A casino, for instance, has a relatively low IC (barely above 0), a very high TC (1, in unconstrained games), and VERY HIGH breadth. A casino, like a traditional quant investor, makes lots of bets, and makes money through quantity of bets (vs quality of bets).
A similar law can be applied to startups if you change the variables and formula slightly.
The Fundamental Law of Startup Success
A startup's probability of success (S) is a function of how often the founders' vision has product-market fit (P), how often a startup can execute (i.e. build and market) its vision (called transfer coefficient, TC, in investing, called execution, E, here), and how many product launch iterations a startup has (L).
Probability of Failure (F) = (1 - P * E) ** L
Probability of (at least 1) Success (S) = 1 - F = 1 - (1 - P * E) ** L
For example, let's look at 4 contrived examples with made-up success likelihoods.
Applying The Fundamental Law of Startup Success
Example 1: the industry-insider
This could represent: industry insiders that have strong product vision (i.e. vision has a 50% chance of PMF), but that can't build / execute effectively, and only launch 1 product.
P = 50%
E = 10%
L = 1
S = 1 - (1 - 0.5 * 0.1) ** 1 = 5.0% chance of success
Example 2: the hungry undergrad
This could represent: fresh, hungry undergrads that are trying to disrupt a space they don't understand well (vision has PMF 20% of the time), but that execute fairly well (33% of the time) and get a couple iterations in (2).
P = 20%
E = 33%
L = 2
S = 1 - (1 - 0.2 * 0.33) ** 2 = 12.8% chance of success
Example 3: the cockroach
This could represent: founders that manage their runway extremely well and refuse to let their startup die. They may not understand their space well (vision has PMF 20% of the time) or execute well (successful execution 20% of the time), but they stay alive long enough to get 5 big swings at the proverbial product plate.
P = 20%
E = 20%
L = 5
S = 1 - (1 - 0.2 * 0.2) ** 5 = 18.5% chance of success
Example 4: the hungry, frugal, skilled industry-insider
This could represent: motivated founders that understand their problem space well and have experience building end-to-end solutions quickly. They have strong vision (50% chance of PMF), execution (50% chance of execution), and velocity (5 launches).
P = 50%
E = 50%
L = 5
S = 1 - (1 - 0.5 * 0.5) ** 5 = 76.3% chance of success
tl;dr: The Fundamental Law of Startup Success
Understand the problem, build the right solution, launch the solution to users and collect feedback, and repeat. As fast as possible.
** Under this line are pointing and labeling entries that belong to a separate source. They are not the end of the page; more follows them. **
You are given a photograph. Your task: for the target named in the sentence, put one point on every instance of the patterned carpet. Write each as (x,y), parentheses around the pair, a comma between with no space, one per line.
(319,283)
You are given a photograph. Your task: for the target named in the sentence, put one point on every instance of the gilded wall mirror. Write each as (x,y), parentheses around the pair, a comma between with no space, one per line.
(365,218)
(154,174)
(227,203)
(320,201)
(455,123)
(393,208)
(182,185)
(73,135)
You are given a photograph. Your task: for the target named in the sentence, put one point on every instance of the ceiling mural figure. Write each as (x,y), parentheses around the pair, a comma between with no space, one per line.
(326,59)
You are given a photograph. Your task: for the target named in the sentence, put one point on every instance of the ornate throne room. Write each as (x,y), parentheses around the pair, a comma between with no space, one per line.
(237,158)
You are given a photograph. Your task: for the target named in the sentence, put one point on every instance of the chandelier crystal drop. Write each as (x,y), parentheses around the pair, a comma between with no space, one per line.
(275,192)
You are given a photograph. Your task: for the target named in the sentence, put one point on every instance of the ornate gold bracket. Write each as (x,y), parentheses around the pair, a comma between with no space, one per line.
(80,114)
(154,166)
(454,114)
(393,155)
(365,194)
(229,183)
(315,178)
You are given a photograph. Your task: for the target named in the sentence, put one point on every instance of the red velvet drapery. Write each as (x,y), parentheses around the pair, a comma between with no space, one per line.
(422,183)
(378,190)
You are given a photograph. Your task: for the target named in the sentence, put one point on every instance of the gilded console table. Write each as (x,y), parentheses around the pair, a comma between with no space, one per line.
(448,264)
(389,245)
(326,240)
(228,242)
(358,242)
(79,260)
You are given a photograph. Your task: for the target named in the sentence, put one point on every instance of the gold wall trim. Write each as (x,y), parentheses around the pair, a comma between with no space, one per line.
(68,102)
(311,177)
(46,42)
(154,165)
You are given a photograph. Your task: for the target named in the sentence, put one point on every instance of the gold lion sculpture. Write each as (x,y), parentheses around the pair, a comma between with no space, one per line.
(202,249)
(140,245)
Learn, build, launch, repeat. Faster. Faster! FASTER!!!
There is no panacea.
Work: What's Coming Next
As was the case last week, we are working on our out-of-the-box quant investment strategy and our first fully-owned dataset, soon to be available through ForecastOS FeatureHub. They are both targeting an end of March completion date. We can't wait to share them with you then!